Drones: Military and Civilian
Drone technology is one that is burgeoning, and is especially important for the public to keep tabs on. Simply speaking, drones are one of the most integral aspects of future society. The implications for their integration into not only military, but civilian life are nothing short of overwhelming… and terrifying. Most of the general public is aware that the use of drones in the military is already increasing, since not a month goes by where a high-value terrorist target is taken out by the infamous predator drone. On top of that, the United States Navy has recently confirmed the successful launching and landing of an X-47B on an aircraft carrier, the first drone to ever accomplish such a feat (pictured above). However, military drones seem to be overshadowing the rapid growth of the civilian side of drone technology, a potentially invasive and rapidly growing trend. It is important for the reader to realize that this part of the article doesn’t even cover the tip of the ice berg of what is out there in terms of drone technology (e.g. DARPA has already successfully turned a living beetle into a remote-controllable flying cyborg-drone).
Universal Air recently far surpassed its Kickstarter campaign goal of $15,000, earning a whopping $220,000 to fund their R10 Quadrotor System drone. UAir’s success was a clear sign that there is a hunger for personal UAVs. While the initial purpose of the R10 is to act as an unmanned version of a GoPro camera for extreme sports enthusiasts, the implications for having such a drone sparks the imagination. While it is currently reliant on WiFi-internet connection, UAir’s next project, expected to be released somewhere in 2014, is said to have the capability to be fully autonomous and maintain connectivity with its user via WiFi connection to the user’s phone, regardless of internet connection. Extreme sports enthusiasts will surely be satisfied, but UAir also expects their autonomous drones to find their way into the industrial world with upgradable sensor-packages for mining and construction jobs.
The drones from UAir seem to add a fun, lighter side to the realm of drone technology, but what about drones that can’t be distinguished from tiny insects, no larger than a penny? It seems that the most appropriate reaction to Harvard University’s “Robobees” would be fear of invasion of privacy. Rest assured (or not), this program’s purpose is, or at least was to study insect flight, but after announcing its success at hovering and then following a preset flight path, it would be naive to think the military would not be interested.
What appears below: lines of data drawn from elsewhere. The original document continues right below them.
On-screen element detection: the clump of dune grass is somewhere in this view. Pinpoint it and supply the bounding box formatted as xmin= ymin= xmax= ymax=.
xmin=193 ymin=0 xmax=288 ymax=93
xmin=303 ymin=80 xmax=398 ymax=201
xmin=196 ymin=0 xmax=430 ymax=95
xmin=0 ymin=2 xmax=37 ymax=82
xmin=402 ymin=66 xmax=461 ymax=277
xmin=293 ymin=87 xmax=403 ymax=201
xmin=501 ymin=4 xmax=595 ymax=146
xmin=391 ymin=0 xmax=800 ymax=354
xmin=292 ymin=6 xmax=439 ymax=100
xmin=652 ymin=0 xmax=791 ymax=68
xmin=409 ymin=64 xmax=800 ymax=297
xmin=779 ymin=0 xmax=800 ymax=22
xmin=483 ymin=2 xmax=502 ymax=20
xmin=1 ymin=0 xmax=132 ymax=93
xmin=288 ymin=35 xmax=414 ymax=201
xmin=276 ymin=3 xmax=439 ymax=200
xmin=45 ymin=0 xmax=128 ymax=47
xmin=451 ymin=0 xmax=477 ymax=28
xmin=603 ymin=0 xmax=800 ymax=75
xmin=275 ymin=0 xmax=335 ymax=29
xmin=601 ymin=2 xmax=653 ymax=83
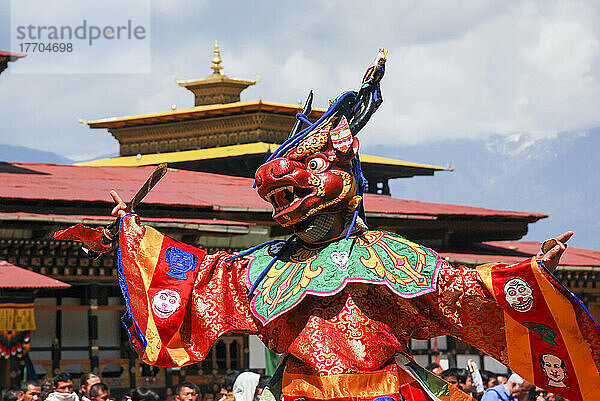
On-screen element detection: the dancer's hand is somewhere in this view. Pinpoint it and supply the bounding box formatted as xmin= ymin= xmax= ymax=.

The aforementioned articles really do only scratch the surface of today and tomorrow’s innovations in technology. While it is indeed difficult to keep tabs on all that is happening, it is important to at least make an effort because like it or not, these new technologies will increasingly affect the world on a global scale. And if Moore’s Law is any indication of the rate at which new breakthroughs and developments occur, then the space between technological paradigm shifts will only shorten.